Mixing is done via the ma_mixer API. You can use this if you want to mix multiple sources of audio together and play them all at the same time, layered on top
of each other. This is a mid-level procedural API. Do not confuse this with a high-level data-driven API. You do not "attach" and "detach" sounds, but instead
write raw audio data directly into an accumulation buffer procedurally. High-level data-driven APIs will be coming at a later date.
Below are the features of the ma_mixer API:
* Mixing to and from any data format with seamless conversion when necessary.
* Initialize the `ma_mixer` object using whatever format is convenient, and then mix audio in any other format with seamless data conversion.
* Submixing (mix one `ma_mixer` directly into another `ma_mixer`, with volume and effect control).
* Volume control.
* Effects (via the `ma_effect` API).
* Mix directly from raw audio data in addition to `ma_decoder`, `ma_waveform`, `ma_noise`, `ma_pcm_rb` and `ma_rb` objects.
Mixing sounds together is as simple as summing their samples. As samples are summed together they are stored in a buffer called the accumulation buffer. In
order to ensure there is enough precision to store the intermediary results, the accumulation buffer needs to be at a higher bit depth than the sample format
being mixed, with the exception of floating point. Below is a mapping of the sample format and the data type of the accumulation buffer:
+---------------+------------------------+
| Sample Format | Accumulation Data Type |
+---------------+------------------------+
| ma_format_u8 | ma_int16 |
| ma_format_s16 | ma_int32 |
| ma_format_s24 | ma_int64 |
| ma_format_s32 | ma_int64 |
| ma_format_f32 | float |
+---------------+------------------------+
The size of the accumulation buffer is fixed and must be specified at initialization time. When you initialize a mixer you need to also specify a sample format
which will be the format of the returned data after mixing. The format is also what's used to determine the bit depth to use for the accumulation buffer and
how to interpret the data contained within it. You must also specify a channel count in order to support interleaved multi-channel data. The sample rate is not
required by the mixer as it only cares about raw sample data.
The mixing process involves three main steps:
1) Clearing the accumulation buffer to zero
ma_mixer_begin()
2) Accumulating all audio sources
ma_mixer_mix_pcm_frames()
ma_mixer_mix_data_source()
ma_mixer_mix_rb()
ma_mixer_mix_pcm_rb()
3) Volume, clipping, effects and final output
ma_mixer_end()
At the beginning of mixing the accumulation buffer will be cleared to zero. When you begin mixing you need to specify the number of PCM frames you want to
output at the end of mixing. If the requested number of output frames exceeds the capacity of the internal accumulation buffer, it will be clamped and returned
back to the caller.

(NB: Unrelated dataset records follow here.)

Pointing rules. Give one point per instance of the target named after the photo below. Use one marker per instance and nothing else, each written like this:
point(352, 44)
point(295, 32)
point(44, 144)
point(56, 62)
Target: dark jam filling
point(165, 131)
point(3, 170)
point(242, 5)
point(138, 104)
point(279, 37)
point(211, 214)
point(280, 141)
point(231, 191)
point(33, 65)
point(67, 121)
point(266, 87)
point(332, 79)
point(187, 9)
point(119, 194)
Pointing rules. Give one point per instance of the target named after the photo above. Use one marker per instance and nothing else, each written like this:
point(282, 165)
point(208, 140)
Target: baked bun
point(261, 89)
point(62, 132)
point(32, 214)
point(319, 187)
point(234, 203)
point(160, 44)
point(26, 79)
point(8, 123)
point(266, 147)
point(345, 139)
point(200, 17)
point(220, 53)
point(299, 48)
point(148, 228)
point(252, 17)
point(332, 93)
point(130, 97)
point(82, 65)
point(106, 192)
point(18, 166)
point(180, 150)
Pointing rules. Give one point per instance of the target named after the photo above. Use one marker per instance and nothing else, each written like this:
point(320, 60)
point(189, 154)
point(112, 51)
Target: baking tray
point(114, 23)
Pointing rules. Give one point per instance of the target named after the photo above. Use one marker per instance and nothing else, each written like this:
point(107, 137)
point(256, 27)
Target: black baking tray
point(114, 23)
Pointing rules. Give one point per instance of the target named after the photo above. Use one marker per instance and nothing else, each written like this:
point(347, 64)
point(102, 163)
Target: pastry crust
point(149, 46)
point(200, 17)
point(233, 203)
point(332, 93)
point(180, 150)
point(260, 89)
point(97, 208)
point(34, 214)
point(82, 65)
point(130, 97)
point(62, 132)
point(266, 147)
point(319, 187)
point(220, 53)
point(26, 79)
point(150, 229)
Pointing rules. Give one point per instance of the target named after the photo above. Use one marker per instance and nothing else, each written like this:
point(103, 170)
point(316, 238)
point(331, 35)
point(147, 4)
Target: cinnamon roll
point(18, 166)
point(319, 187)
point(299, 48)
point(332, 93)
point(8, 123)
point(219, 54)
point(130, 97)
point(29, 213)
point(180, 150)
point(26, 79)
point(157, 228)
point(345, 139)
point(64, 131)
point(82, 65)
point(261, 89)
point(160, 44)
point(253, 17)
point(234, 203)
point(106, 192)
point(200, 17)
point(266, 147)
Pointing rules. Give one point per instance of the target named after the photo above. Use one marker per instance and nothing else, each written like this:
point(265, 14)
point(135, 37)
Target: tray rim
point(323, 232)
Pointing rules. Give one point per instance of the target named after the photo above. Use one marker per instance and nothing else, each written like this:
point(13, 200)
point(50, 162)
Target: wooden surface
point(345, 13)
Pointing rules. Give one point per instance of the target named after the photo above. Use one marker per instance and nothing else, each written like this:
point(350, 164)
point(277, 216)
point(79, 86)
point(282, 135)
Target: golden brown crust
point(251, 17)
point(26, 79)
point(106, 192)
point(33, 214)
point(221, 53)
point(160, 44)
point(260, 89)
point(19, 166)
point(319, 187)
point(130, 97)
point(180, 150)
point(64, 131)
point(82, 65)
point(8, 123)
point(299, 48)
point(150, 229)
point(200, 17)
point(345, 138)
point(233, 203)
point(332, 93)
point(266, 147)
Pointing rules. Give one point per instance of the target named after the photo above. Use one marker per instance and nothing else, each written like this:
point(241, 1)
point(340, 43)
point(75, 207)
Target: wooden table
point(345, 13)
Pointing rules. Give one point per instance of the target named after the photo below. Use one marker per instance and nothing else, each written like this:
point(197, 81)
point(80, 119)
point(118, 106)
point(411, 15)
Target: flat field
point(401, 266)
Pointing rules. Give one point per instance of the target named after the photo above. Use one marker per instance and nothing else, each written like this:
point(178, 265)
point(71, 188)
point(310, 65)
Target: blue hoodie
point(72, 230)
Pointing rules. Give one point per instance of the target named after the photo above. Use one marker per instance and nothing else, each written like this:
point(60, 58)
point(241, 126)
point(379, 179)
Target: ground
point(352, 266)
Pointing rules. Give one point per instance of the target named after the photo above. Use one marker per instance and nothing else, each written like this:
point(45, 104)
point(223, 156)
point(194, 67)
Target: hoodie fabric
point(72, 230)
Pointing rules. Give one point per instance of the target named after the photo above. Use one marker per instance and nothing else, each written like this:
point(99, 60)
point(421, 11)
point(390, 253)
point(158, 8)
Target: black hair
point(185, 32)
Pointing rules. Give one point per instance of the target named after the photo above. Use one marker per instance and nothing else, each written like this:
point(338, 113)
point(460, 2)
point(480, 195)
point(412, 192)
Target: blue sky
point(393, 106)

An effect can be applied at the end of mixing (after volume and clipping). Effects can do resampling which means the number of input frames
required to generate the requested number of output frames may be different. Therefore, another parameter is required which will receive the input frame count.

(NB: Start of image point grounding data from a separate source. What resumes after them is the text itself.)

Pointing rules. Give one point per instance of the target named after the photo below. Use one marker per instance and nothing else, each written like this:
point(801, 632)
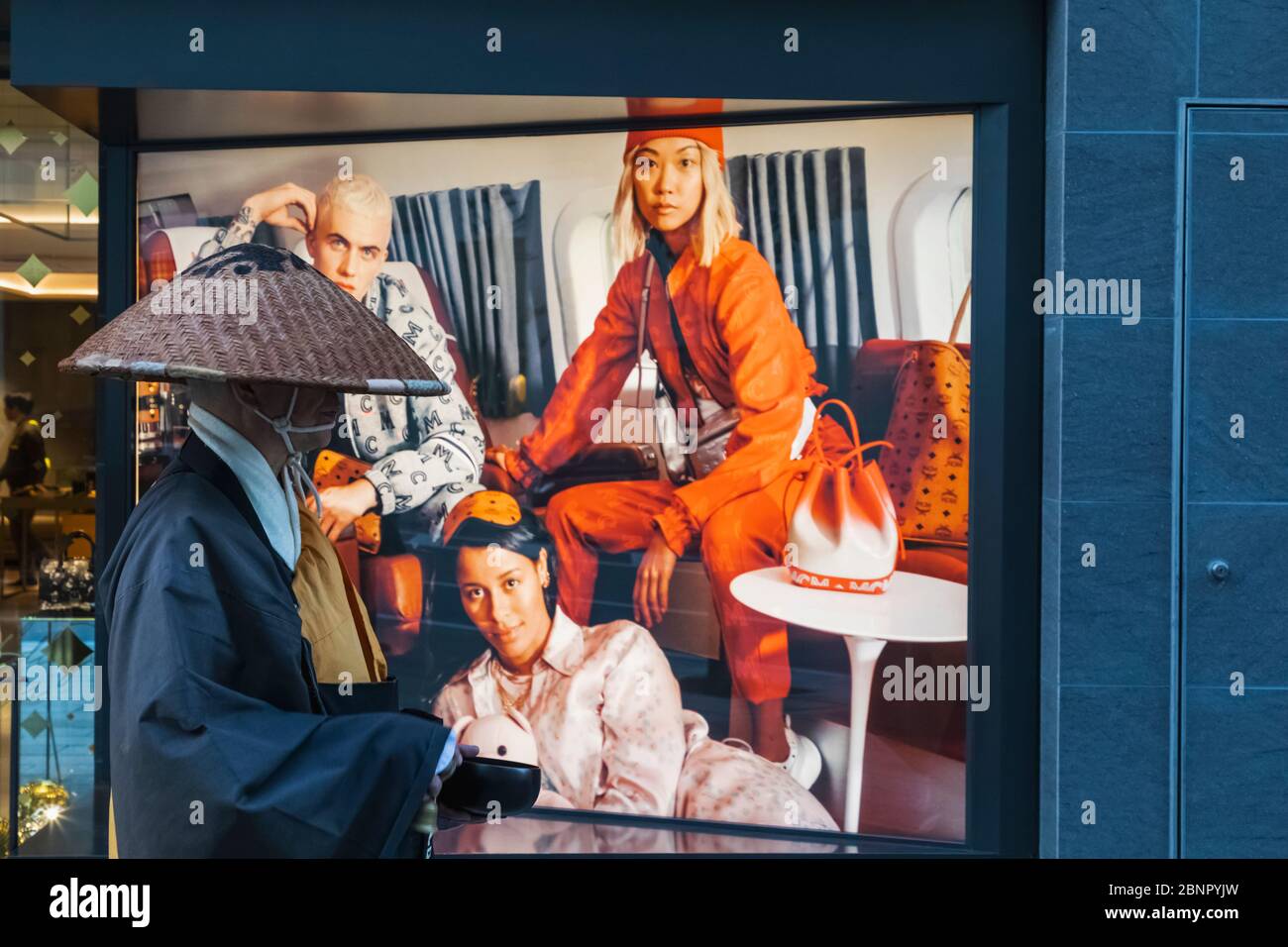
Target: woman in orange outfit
point(742, 351)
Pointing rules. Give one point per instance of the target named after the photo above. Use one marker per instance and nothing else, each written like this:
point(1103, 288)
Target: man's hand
point(273, 206)
point(653, 582)
point(342, 505)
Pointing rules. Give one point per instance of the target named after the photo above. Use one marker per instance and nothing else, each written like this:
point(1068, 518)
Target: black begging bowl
point(480, 787)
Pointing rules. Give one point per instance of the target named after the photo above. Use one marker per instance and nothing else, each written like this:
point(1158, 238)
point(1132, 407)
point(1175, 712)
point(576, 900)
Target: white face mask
point(295, 479)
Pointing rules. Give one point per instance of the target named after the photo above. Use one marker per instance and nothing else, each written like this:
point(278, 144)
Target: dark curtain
point(483, 248)
point(806, 213)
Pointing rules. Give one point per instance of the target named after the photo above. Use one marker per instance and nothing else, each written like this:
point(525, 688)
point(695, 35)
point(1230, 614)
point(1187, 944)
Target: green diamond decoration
point(11, 137)
point(34, 270)
point(84, 193)
point(67, 650)
point(35, 724)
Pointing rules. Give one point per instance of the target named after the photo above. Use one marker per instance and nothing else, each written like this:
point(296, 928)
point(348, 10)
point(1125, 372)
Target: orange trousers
point(746, 534)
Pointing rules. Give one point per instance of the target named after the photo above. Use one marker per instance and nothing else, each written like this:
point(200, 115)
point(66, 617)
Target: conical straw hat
point(256, 313)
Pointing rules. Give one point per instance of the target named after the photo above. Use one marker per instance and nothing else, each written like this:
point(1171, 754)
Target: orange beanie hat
point(639, 108)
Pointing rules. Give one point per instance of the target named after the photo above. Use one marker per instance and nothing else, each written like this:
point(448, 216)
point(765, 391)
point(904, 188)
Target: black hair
point(527, 538)
point(20, 401)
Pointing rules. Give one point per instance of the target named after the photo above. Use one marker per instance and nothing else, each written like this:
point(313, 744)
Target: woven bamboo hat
point(256, 313)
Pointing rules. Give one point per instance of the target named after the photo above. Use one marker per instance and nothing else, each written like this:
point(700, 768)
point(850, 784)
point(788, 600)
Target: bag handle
point(71, 538)
point(854, 433)
point(957, 318)
point(639, 335)
point(857, 454)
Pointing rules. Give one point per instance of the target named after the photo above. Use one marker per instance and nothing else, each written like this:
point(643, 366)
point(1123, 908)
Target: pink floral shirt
point(612, 733)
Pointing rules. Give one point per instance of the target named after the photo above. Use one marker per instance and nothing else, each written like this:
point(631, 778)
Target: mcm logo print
point(447, 455)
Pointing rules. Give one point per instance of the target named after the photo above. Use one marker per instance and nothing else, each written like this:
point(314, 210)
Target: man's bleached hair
point(717, 221)
point(361, 195)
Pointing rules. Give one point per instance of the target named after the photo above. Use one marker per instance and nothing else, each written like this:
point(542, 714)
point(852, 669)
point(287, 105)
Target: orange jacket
point(745, 347)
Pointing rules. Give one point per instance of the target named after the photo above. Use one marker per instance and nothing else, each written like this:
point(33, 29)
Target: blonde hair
point(717, 221)
point(360, 193)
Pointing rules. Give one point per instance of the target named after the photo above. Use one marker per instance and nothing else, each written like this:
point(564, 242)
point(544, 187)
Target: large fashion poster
point(688, 527)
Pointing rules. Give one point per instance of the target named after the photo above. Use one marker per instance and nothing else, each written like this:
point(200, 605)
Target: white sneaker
point(804, 762)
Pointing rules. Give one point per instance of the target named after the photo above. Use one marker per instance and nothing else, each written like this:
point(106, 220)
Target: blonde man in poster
point(426, 453)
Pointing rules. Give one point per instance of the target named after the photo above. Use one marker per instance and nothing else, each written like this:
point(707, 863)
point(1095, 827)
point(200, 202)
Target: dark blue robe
point(222, 742)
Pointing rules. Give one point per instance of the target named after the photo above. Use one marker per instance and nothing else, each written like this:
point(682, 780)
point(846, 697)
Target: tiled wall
point(1109, 633)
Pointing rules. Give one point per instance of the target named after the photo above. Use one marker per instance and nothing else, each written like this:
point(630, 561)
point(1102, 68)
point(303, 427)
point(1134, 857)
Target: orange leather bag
point(334, 470)
point(841, 527)
point(927, 463)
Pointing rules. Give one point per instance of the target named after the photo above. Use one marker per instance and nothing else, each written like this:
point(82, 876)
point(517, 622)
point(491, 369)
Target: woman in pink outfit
point(601, 701)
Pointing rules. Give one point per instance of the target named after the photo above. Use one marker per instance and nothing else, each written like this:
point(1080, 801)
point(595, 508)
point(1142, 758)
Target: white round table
point(913, 608)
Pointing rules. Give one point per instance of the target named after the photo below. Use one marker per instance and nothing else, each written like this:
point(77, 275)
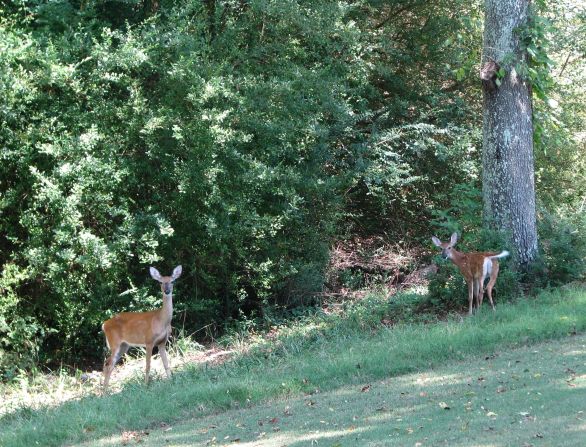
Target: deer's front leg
point(470, 295)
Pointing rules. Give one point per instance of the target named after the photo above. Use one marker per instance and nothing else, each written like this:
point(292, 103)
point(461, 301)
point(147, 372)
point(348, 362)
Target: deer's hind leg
point(493, 275)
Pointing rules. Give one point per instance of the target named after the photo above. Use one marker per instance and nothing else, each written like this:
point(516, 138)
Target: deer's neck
point(167, 310)
point(458, 258)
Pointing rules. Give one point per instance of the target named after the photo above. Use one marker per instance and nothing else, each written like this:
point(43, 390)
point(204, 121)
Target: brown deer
point(148, 329)
point(475, 267)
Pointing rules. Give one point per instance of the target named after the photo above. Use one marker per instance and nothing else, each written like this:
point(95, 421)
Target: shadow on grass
point(333, 361)
point(529, 396)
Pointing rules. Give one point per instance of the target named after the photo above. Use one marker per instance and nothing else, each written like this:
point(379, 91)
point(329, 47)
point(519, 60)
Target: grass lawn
point(530, 396)
point(319, 369)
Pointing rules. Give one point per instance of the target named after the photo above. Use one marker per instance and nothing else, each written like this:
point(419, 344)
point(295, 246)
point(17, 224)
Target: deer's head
point(446, 246)
point(166, 281)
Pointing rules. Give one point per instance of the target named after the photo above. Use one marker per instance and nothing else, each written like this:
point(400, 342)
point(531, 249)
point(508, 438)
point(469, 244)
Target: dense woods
point(242, 139)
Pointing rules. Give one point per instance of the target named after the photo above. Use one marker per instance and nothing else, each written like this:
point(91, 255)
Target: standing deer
point(148, 329)
point(475, 267)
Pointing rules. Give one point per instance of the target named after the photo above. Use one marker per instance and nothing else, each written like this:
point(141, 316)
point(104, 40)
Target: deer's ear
point(177, 272)
point(155, 274)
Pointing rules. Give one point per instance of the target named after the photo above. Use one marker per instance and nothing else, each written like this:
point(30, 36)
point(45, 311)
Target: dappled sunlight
point(452, 379)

When mixing audio sources, you must do so based on the input frame count, not the output frame count (usage examples are in the next section).

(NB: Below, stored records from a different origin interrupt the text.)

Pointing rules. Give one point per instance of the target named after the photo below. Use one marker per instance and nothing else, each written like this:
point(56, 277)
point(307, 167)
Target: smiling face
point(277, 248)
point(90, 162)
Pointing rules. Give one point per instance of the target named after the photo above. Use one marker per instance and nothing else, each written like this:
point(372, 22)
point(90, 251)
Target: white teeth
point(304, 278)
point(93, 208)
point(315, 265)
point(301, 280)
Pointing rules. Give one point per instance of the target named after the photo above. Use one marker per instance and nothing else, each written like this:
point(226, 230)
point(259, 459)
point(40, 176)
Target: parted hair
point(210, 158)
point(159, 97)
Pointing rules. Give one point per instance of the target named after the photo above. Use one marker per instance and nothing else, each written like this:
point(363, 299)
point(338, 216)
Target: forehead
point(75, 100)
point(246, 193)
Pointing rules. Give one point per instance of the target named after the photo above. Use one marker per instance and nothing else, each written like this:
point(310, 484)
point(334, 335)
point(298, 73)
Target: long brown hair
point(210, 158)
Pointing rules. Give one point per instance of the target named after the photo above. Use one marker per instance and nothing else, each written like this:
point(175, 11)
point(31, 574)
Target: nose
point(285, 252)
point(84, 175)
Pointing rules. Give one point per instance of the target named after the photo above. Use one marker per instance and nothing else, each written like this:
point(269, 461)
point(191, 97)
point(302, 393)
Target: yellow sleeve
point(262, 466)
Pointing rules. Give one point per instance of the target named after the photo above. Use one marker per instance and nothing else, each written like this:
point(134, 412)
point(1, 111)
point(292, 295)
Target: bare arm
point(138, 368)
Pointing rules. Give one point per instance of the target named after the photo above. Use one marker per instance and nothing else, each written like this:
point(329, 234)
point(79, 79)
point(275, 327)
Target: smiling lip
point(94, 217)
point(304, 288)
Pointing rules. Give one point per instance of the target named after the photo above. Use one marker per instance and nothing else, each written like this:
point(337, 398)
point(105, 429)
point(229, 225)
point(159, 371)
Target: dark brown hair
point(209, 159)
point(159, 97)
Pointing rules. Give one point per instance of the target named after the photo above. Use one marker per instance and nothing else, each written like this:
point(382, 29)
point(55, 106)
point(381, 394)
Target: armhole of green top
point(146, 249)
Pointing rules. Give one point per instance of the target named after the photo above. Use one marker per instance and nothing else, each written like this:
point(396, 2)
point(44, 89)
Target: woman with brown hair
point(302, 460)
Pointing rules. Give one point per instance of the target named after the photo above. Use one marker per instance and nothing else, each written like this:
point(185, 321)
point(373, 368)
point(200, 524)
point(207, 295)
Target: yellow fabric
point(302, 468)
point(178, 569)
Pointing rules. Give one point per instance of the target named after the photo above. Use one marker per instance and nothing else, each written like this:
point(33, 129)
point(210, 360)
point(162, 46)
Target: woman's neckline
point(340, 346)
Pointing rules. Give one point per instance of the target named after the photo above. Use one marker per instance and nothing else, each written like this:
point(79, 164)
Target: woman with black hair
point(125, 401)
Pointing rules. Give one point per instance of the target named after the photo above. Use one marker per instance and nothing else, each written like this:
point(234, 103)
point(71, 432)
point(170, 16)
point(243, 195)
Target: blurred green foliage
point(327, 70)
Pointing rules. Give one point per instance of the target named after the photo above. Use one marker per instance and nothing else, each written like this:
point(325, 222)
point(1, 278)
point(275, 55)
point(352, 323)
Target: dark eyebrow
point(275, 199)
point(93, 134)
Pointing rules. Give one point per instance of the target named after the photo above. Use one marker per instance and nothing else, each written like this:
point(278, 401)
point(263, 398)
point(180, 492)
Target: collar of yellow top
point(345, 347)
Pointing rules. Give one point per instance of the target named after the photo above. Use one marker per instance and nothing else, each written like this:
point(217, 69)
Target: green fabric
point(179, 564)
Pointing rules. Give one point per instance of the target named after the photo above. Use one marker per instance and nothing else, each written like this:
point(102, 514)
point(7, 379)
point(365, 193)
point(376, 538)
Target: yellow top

After the accumulation buffer has been cleared to zero (the first step), you can start mixing audio data. When you mix audio data you should do so based on the
required number of input frames returned by ma_mixer_begin() or ma_mixer_begin_submix(). You can specify audio data in any data format in which case the data
will be automatically converted to the format required by the accumulation buffer. Input data can be specified in multiple ways:
- A pointer to raw PCM data
- A data source (ma_data_source, ma_decoder, ma_audio_buffer, ma_waveform, ma_noise)
- A ring buffer (ma_rb, ma_pcm_rb)
Once you've finished accumulating all of your audio sources you need to perform a post process step which performs the final volume adjustment, clipping,
effects and copying to the specified output buffer in the format specified when the mixer was initialized. Volume is applied before clipping, which is applied
before the effect, which is done before final output. In between these steps is all of the necessary data conversion, so for performance it's important to be
mindful of where and when data will be converted.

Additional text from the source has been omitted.